I hope that you will join with some of us in the think tank and academic community, the AIDS Institute, AHF, AIDSETI and others to establish a real movement for this end. Health Action International and WHO ran a project on drug pricing in 9 African countries, I believe in 2004, making a similar point--so there appears to be widespread support for the notion.
We have been working with Oliver Sabot at the Global Fund to gather information about how duties lead to delays in drug access. The Fund has a clause in its donation policies opposing tariffs and taxes, but it’s not universally observed. Global Fund grant agreements specifically state that “the assistance financed hereunder shall be free from any customs duties, tariffs, import taxes, or other similar levies and taxes (including value-added tax) imposed under laws in effect in the Host Country."

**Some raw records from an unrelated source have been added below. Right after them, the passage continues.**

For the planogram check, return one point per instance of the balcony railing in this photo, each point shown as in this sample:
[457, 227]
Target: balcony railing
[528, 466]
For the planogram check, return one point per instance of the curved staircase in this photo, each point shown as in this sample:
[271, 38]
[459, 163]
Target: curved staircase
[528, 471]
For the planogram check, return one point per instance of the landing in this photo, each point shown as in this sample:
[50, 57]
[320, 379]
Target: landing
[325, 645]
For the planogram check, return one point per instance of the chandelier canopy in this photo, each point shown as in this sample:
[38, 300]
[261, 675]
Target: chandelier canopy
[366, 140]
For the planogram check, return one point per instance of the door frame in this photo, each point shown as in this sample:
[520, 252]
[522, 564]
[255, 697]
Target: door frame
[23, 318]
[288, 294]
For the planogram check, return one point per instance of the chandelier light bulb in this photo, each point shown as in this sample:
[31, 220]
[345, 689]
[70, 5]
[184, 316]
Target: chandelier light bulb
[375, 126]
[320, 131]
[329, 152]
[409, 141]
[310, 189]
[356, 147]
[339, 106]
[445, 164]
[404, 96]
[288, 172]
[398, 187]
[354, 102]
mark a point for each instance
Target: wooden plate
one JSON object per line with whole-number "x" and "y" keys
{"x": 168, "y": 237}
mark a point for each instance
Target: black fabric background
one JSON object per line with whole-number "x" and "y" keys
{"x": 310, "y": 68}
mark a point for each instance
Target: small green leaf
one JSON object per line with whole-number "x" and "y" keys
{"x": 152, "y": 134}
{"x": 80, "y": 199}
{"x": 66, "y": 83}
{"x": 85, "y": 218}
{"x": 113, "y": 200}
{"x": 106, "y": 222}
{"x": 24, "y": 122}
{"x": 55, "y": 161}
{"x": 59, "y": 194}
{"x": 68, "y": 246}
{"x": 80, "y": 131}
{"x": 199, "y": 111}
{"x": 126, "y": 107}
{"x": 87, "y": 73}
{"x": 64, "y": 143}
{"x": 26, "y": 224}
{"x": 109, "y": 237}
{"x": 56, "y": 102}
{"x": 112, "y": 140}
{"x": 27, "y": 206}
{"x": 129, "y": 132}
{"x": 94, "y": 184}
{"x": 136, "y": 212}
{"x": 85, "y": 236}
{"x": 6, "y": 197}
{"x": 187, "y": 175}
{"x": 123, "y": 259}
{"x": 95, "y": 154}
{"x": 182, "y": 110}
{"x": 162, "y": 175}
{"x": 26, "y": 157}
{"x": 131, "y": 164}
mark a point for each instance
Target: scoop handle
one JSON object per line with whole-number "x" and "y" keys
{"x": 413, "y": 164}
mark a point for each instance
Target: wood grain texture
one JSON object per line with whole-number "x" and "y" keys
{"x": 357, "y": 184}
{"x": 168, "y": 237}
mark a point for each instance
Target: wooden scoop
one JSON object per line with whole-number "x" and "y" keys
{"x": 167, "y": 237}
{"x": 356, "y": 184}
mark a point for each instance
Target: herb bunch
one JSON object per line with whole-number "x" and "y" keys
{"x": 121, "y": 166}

Senators Brownback, Landrieu and Inhofe introduced a bill on neglected diseases, which takes up the idea of tariff removal--section 9 of the bill if it became law would prevent US donations from going to countries which impose tariffs (this section could be adopted in other legislation to encourage the best use of US donations). The bill argues that these interventions are not needed, only protect industries that could do better from being exposed to competition, and harm the poorest. We agree--maybe Brownback’s clause 9 can be used elsewhere
Roger Bate is a resident fellow at AEI.
Notes
[1] There are 23 major sections of the HS, containing a total of 98 chapters which have 1 241 main 4-figure headings. Theses headings are further divided into approximately 5000 subheadings or codes. The headings and subheadings in the HS are mandatory and cannot be changed. However, each national authority can extend the codes and add any subdivisions, which it may find necessary.